LCM: Your design philosophy and inspiration is based on Nature, Solitude and your grandfather's closet. What garments did you predominantly find in your grandfather's closet and how do you use this as base for your current work? 

Louis: The beginning part with communicating about my grandfather's closet obviously came from the garments I found in my grandfather's closet. However, I find older people very inspiring, especially in France and Italy as they know how to dress. They have a certain respect for themselves, and for the person that produces the garment. That’s also why tailoring caught my attention lately. Moving back to my grandfather's closet, I found a lot of interesting shirting and pants with unique shapes in old photos of my grandfather. Like an old Levi’s trousers that was crafted in Israel with a shape I had never seen before in a Levi’s trousers. I saw my grandfather wearing it and it was completely out of my idea that those trousers were Levi’s. When digging more into this archive of photographs, I found pieces that I really liked and I tried recreating some of them with my own vision. I like the idea of taking something from a person I loved so much and translating it in today's world. This is where my interest in old people’s closets comes from.

Maison Rose

LCM: You are one of the few designers that produces 90% of their garments locally in their own region. Some designers produce in their own country, but you produce in your region. Why did you decide to work with local producers in your region?

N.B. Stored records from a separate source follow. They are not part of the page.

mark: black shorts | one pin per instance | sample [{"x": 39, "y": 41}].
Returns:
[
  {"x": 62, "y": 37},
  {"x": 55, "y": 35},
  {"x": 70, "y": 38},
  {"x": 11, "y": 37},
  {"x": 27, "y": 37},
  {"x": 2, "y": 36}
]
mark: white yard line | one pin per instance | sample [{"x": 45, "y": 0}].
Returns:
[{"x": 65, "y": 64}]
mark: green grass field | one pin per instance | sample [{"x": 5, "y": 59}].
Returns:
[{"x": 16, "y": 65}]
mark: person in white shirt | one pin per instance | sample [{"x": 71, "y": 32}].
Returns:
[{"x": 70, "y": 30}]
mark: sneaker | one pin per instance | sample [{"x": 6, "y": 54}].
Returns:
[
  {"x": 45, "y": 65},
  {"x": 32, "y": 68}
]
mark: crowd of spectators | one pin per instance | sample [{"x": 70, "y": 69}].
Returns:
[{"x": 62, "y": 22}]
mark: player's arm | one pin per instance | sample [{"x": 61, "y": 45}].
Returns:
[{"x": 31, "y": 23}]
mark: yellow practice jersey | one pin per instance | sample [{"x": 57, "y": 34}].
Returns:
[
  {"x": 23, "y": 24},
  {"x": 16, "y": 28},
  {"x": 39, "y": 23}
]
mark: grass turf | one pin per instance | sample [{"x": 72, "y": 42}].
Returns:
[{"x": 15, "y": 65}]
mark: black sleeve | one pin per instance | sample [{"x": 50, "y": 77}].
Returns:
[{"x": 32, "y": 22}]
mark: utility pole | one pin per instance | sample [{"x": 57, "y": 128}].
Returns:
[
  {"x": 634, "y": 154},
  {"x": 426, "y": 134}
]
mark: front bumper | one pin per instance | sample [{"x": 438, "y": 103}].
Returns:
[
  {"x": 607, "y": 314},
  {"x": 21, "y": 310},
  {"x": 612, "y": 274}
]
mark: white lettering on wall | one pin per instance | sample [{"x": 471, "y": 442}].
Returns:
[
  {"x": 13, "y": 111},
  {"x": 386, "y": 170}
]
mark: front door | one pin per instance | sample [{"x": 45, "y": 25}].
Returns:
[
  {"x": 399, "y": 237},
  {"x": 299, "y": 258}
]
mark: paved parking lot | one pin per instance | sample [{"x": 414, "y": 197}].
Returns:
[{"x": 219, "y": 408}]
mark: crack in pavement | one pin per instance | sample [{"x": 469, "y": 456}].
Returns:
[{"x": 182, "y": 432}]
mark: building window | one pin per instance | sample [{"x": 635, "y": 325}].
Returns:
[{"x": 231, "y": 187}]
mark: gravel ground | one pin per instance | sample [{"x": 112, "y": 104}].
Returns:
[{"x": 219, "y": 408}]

Louis: For me it's a natural process. When I started I produced 100% of my garments in Germany and tried to work with German made fabrics only. Since the pandemic, I had to move some of my production to Italy, but still the jackets and the blousons are made in Bavaria. I want to be near my suppliers and partners, as I want to meet and build a relationship with the people that are producing the garments. I feel better when I have a good relationship with the people that work with me, because I believe in synergy. It’s a better product if it’s made with love on both ends of the production chain. 

LCM: We like how you mention where your fabrics are created and which fabric supplier they are from. As you may know, this industry is very secretive about their processes or providing information on where they source their fabrics. Why did you decide to go against the current and provide transparency on this? 

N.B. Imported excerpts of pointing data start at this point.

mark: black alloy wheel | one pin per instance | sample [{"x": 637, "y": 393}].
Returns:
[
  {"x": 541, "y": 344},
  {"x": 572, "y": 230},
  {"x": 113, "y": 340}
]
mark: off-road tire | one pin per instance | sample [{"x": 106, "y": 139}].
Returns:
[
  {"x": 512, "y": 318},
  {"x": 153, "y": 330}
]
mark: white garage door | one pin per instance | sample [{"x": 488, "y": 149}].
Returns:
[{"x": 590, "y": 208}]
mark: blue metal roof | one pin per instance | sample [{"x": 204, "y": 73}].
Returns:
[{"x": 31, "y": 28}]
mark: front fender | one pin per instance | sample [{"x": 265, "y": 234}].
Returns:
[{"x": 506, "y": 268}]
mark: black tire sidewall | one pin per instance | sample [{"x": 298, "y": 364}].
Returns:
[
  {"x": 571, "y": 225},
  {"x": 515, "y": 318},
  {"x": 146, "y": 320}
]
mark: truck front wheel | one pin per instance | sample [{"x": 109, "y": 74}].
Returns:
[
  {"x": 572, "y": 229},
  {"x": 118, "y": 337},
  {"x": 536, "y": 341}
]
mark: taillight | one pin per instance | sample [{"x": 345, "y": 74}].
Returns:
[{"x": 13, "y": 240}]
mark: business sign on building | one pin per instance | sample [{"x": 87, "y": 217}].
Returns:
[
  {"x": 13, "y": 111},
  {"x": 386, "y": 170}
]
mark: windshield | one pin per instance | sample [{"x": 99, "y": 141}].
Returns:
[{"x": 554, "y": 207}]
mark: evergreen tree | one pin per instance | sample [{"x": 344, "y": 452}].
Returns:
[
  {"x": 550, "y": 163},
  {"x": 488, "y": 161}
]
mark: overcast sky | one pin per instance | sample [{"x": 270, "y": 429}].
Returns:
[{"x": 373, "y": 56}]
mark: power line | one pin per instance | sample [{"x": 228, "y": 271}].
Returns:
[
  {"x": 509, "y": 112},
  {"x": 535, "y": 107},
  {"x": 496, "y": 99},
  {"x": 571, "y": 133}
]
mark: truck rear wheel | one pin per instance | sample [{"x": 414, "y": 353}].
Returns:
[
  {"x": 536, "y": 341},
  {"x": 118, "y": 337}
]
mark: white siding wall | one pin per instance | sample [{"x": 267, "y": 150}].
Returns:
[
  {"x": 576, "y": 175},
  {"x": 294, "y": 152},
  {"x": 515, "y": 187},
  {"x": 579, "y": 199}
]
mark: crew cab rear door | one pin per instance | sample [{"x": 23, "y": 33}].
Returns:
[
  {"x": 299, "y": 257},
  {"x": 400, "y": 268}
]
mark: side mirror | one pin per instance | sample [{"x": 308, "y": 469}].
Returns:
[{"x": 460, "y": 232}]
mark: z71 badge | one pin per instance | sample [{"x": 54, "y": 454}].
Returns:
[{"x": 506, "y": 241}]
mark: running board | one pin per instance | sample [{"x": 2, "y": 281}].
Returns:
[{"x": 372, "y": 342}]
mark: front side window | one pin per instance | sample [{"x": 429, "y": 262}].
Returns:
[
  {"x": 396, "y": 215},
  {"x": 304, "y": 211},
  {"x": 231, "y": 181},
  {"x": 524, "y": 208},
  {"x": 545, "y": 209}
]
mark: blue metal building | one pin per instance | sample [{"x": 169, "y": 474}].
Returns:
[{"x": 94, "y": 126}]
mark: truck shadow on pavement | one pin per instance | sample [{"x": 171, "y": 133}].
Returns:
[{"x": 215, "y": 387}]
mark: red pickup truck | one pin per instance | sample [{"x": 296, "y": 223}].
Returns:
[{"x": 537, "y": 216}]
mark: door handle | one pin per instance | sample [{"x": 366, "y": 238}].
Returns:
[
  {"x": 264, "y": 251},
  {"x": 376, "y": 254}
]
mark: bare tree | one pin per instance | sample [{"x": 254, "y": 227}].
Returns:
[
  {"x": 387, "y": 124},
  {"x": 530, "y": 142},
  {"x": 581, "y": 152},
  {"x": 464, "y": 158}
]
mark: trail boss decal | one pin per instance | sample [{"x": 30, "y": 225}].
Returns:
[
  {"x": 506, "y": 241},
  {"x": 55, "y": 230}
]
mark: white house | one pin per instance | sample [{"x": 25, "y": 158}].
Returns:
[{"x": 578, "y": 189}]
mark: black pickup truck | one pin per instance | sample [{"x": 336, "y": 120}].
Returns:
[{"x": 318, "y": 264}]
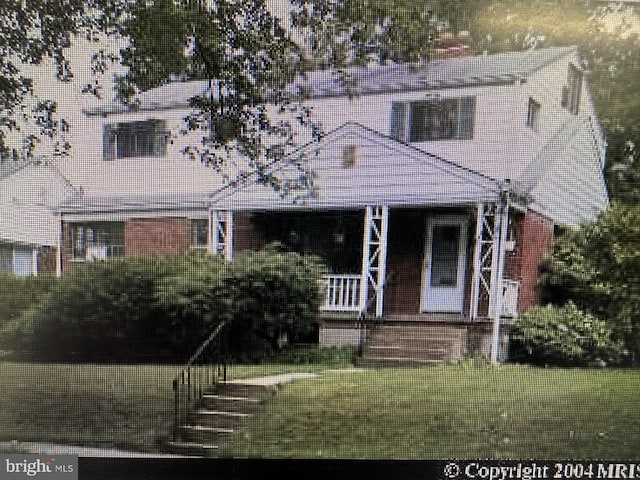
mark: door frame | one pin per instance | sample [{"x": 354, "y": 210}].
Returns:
[{"x": 457, "y": 293}]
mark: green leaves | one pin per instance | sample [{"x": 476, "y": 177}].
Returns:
[
  {"x": 564, "y": 336},
  {"x": 598, "y": 268}
]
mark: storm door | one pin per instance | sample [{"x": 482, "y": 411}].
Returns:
[{"x": 444, "y": 264}]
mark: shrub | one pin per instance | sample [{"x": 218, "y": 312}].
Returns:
[
  {"x": 270, "y": 298},
  {"x": 563, "y": 336},
  {"x": 131, "y": 310},
  {"x": 17, "y": 295},
  {"x": 104, "y": 311},
  {"x": 597, "y": 267}
]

Louis: In the same way that I am transparent with my emotions, I try to be as transparent about my products. I would have been happy if someone was guiding me at a younger age when I was interested in becoming a designer. And also I think that providing information is just good for the understanding of a price. For example, I almost only work with luxury weavers, like Dugdale, which is a British linen weaver using Irish linen. It's important to me to uphold certain quality standards, and I see no reason to hide this information. In the Avant-Garde industry, it bores that brands try to create a mysterious aura around their products and keep important aspects hidden. I'm not interested in that. I believe in honesty and transparency with my product, so there's no need for secrecy.

Maison Rose Canvas suit

LCM: We used to name Artisanal fashion as Avant-Garde. Though, Artisanal fashion, real craftsmanship and the industry is seeing declines year on year. The pandemic definitely did a number on the industry. What are your thoughts on the current state of Artisanal Fashion?

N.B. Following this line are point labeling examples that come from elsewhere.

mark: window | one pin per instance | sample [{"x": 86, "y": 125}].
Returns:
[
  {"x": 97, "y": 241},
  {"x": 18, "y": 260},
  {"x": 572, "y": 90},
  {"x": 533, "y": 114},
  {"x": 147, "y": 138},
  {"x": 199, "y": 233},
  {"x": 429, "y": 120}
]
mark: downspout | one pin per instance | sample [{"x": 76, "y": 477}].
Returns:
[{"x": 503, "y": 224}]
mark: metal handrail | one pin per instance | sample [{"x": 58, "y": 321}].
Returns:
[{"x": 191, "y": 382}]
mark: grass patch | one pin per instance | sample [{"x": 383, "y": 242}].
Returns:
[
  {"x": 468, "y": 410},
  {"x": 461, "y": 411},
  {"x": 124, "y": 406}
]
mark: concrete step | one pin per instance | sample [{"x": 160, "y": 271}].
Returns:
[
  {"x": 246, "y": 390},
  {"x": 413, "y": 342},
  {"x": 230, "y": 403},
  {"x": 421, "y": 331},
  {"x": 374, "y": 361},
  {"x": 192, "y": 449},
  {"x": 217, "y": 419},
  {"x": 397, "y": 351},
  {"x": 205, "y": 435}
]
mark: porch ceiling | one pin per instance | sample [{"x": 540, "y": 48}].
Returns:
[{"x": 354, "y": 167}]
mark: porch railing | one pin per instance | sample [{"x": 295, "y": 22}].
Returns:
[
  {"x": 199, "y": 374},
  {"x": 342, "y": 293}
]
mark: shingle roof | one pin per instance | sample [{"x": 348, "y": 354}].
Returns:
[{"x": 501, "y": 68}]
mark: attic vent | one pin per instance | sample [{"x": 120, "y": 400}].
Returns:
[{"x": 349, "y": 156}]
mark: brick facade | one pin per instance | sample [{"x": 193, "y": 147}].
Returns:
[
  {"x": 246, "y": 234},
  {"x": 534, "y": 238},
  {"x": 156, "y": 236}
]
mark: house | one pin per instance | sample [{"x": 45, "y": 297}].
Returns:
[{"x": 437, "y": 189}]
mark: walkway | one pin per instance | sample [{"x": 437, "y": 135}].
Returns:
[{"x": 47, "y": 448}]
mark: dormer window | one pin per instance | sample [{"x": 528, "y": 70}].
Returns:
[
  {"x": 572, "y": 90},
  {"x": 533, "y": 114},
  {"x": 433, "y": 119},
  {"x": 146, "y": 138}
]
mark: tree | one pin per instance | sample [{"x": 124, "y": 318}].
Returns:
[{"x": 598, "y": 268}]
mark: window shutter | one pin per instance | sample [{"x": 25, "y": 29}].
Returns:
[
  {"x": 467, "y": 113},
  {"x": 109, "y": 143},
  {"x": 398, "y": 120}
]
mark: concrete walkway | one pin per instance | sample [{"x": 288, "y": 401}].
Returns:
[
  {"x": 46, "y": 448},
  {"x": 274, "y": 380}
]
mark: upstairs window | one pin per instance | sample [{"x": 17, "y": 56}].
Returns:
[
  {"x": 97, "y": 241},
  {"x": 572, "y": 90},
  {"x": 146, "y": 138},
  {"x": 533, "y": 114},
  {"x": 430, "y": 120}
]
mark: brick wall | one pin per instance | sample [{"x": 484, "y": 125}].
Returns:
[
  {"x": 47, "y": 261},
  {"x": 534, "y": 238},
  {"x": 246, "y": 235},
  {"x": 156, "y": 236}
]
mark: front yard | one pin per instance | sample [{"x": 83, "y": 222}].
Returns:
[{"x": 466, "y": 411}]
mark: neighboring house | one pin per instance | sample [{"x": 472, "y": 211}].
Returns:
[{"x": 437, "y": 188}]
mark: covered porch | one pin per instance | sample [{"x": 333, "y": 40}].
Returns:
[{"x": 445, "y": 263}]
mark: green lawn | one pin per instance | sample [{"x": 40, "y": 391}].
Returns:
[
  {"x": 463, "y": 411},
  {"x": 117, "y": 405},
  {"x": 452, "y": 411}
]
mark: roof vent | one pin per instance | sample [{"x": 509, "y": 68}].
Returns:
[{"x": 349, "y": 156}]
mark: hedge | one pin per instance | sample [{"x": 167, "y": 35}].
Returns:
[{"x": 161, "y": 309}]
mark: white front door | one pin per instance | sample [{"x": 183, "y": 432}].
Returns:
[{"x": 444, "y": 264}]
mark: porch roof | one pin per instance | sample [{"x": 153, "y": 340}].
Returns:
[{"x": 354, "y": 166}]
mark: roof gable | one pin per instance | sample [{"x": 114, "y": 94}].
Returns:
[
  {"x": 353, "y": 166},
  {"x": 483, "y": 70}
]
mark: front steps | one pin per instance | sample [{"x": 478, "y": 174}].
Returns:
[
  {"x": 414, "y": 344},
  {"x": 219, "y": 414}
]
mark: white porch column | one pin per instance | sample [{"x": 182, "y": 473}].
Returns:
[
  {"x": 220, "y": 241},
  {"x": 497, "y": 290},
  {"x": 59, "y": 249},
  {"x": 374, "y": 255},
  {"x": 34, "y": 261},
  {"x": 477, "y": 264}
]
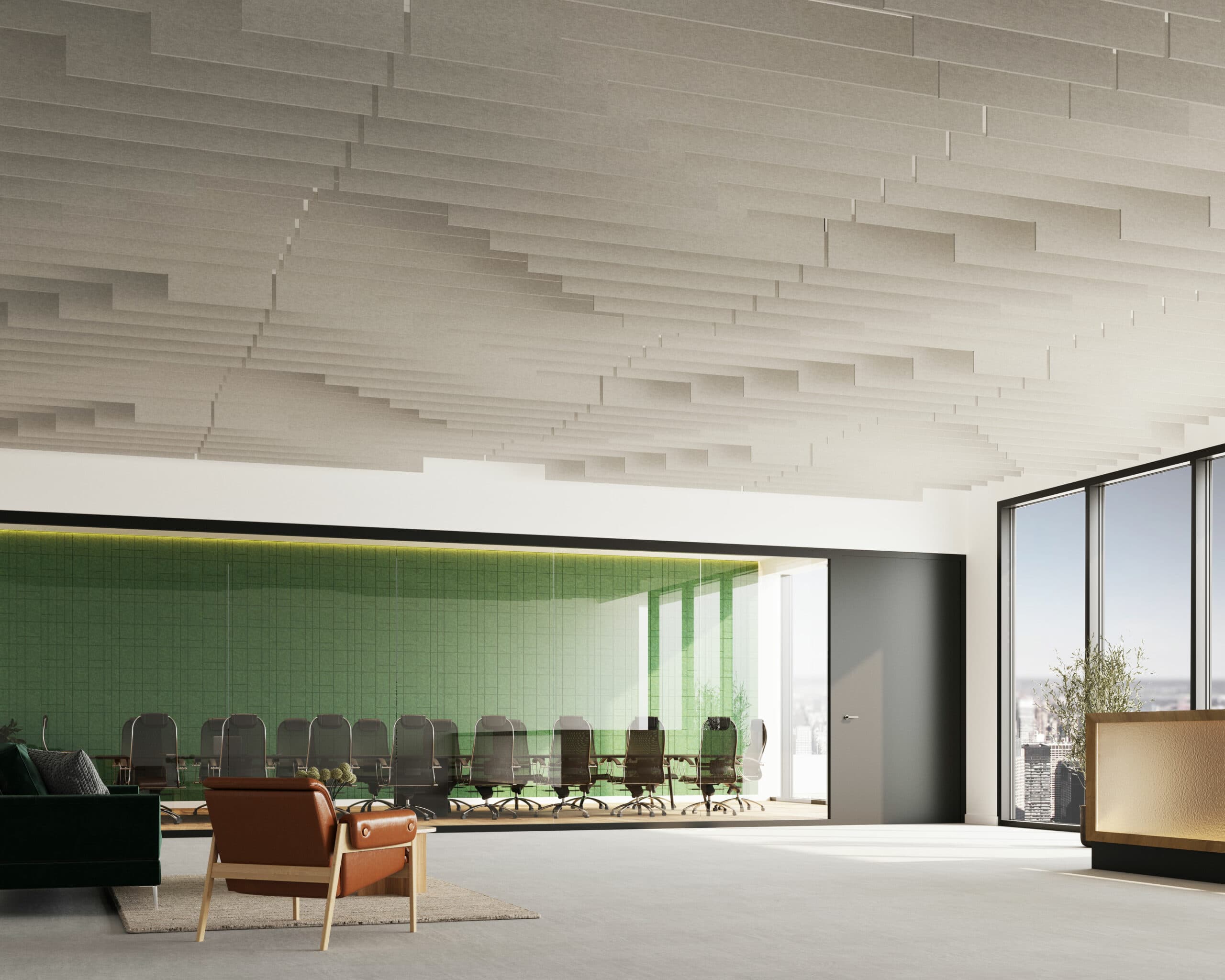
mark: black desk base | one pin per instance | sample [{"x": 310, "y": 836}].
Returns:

Louis: I would say it bores me at this point, Avant-Garde fashion today has grown monotonous for me. Scarsticing, overlock all these things are now used for the look instead of the functionality. Also the washing of garments is roughly the same looking at every artisanal brand. If you were watching Avant-Garde some years ago, you would still see the same elements in the washing. I got bored of it, and found a newfound appreciation for the art of tailoring. I got more interested in Geoffrey B Small, his philosophy of hand made tailoring and the construction. If you translate what Avant-Garde originally in France means, which is before the messes, I think we get back to the construction and way of creating garments from a century ago. Which is currently before the messes. The way Skelton, Paul Harnden and Geoffrey are working is very oldschool and I think it’s good that those designers are still working the natural, human made way.